The government is saying that it has a heart and it wants to do the right thing. We have the Prime Minister sitting over there nodding in agreement with the health minister. All the time this is playing out on the floor of the House of Commons, the only man who is smiling is the Minister of Finance. That is unfortunate.

Some of the hepatitis C victims and some of the leadership of the movement were asking me the other day, when the women from Ireland came over to press their case and to show us how it was done, what would have to happen in terms of parliamentary procedure. How would we proceed? What would have to happen?

I said it was very simple. In a parliamentary democracy the Prime Minister, when he enters this House, can rise in his place and say “Listen, we know we made a mistake. The honourable thing is to reopen this package and compensate all victims”. It is as easy as that.

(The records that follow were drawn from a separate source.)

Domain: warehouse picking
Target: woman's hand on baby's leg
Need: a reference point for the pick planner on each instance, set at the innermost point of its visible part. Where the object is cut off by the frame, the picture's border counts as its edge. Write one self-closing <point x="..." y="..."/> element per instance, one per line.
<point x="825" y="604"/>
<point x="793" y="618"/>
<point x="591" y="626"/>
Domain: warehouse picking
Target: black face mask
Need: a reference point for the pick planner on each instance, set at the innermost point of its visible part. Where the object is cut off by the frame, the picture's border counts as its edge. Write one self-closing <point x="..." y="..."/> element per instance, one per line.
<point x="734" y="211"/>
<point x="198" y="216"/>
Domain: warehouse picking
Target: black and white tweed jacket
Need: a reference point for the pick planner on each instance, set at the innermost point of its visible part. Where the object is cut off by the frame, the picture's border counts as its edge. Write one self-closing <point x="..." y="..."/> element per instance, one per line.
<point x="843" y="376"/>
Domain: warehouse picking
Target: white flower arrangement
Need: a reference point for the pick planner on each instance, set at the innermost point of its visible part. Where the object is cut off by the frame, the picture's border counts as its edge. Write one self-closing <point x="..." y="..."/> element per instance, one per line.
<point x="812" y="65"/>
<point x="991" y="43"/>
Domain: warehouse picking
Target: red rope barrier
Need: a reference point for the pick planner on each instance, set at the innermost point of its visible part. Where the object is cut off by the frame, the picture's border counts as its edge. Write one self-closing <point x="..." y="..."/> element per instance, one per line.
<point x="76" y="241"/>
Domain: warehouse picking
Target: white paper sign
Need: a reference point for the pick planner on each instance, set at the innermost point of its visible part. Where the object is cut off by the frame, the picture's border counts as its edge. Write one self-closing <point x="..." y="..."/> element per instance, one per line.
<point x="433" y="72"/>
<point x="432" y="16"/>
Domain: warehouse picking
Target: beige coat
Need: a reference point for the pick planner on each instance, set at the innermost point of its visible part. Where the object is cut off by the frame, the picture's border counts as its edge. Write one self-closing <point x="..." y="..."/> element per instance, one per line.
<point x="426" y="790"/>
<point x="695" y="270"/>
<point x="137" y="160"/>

There is one person in this House who can change it. He can change it on a moment's notice. He does not have to put his caucus or even some of the cabinet ministers, who I know have reservations about this deal, through the meat grinder. He does not have to use a big stick to beat them into submission to support his position. All he has to do is do the honourable thing, rise in this House, get up on his hind legs and say “We have made a mistake. We are going to revisit this thing”.

In the eyes of the international world, this is going to be a black eye for Canada. You know the history of this country as well as I do and probably better, Mr. Speaker. We know you are a student of history. This country cannot afford in the international world to make those types of cold, irrational decisions because we have always been a leader in terms of humanitarian aid to the rest of the world. All we are doing is asking that the same rules apply to us right here in Canada. Let us set the example and do it right here in this country.

Mr. Speaker, thank you for your patience. I will entertain questions from other members. Let this debate continue and on Tuesday night when we come into the House for the vote, hopefully the people on the other side of the aisle will do the right thing and support us in support of this motion.

Supply April 23rd, 1998

Mr. Speaker, at the outset I want to thank the member for Macleod for introducing the motion. I want to tell all members of the House that we will definitely be supporting the motion because I think this debate on the floor of the House of Commons is overdue.

One thing I am amazed at, and other members have touched on it, is the Prime Minister suggesting that this is going to be a confidence vote. That is absolutely ridiculous. Obviously we all know what happens in a confidence vote if the government should lose, and I think the government would certainly be in a position to lose this one because it does not even have the support of its back benches. What is the Prime Minister doing? He is using the big stick to crack the backbenchers into line, forcing them to vote against the motion, even though in their own hearts most of them would certainly support it. Some of them have been brave enough to say that publicly.

Just imagine if the government did lose the vote and it decided to take it to the people in an election campaign.

Mr. Speaker, I am thinking of some of the campaign slogans of the past, but you are probably old enough to remember this one. Do you remember in 1972 when Prime Minister Trudeau campaigned on the theme that the land is strong? You are nodding in agreement. You remember that.

I do not know what the campaign slogan would be this time, but I imagine the basis of the campaign would be: “We are running on this. We want a mandate from the Canadian people to deny innocent victims of hepatitis C compensation”.

Mr. Speaker, given your political past, do you believe that would be a tenable campaign position?

Mr. Speaker, you are absolutely right. I see you nodding in agreement.